Birds on your doorstep: highlighting 50 years of change in bird populations

Birds on your doorstep: highlighting 50 years of change in bird populations

07 May 2023

House Sparrow. John Harding / BTO

The UK is home to 73 million fewer breeding birds today than it was in 1970, according to a new analysis by BTO researchers.

By using data from BTO and partnership schemes, together with other published sources, BTO researchers have been able to estimate the size of UK breeding bird populations, both today and back in 1970.

The results reveal a staggering decline, the UK breeding bird population estimated to have declined from 232 million individuals in 1970 to 159 million individuals today. The scale of the decline is actually greater than this, because some of the losses are offset by gains in other species (e.g. the large increase in Wren and Woodpigeon populations and the colonisation of the UK by species such as Cetti’s Warbler and Little Egret).

  • Almost 30 million House Sparrows, 20 million Starlings, four million Skylarks and two million Blackbirds have been lost since 1970.

A degree of detective work was required to assemble the different sources of information, particularly as recording was more fragmented back in 1970. Recording birds on such a large scale isn’t easy and some numbers are difficult to ascertain. While this adds a degree of uncertainty to the figures for some species, we can be confident in the overall picture of loss.

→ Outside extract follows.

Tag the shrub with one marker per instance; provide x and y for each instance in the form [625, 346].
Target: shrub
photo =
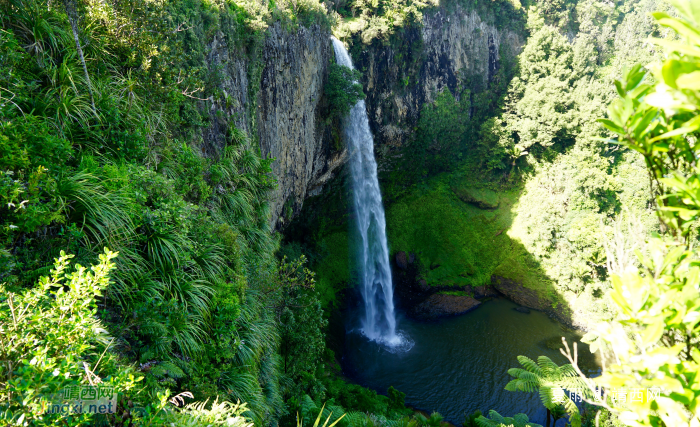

Many people will recognise the changes seen in bird populations more local to them, and this is something that is brought home in one particular aspect of this work, ‘Birds on your doorstep’. This interactive component presents the results at a local level, so that anyone can see the changes that have happened on their doorstep simply by entering their postcode.

Both the headline figure, and the local detail provided by ‘Birds on your doorstep’, deliver a powerful message that the UK’s birds are in trouble and that we all need to do more.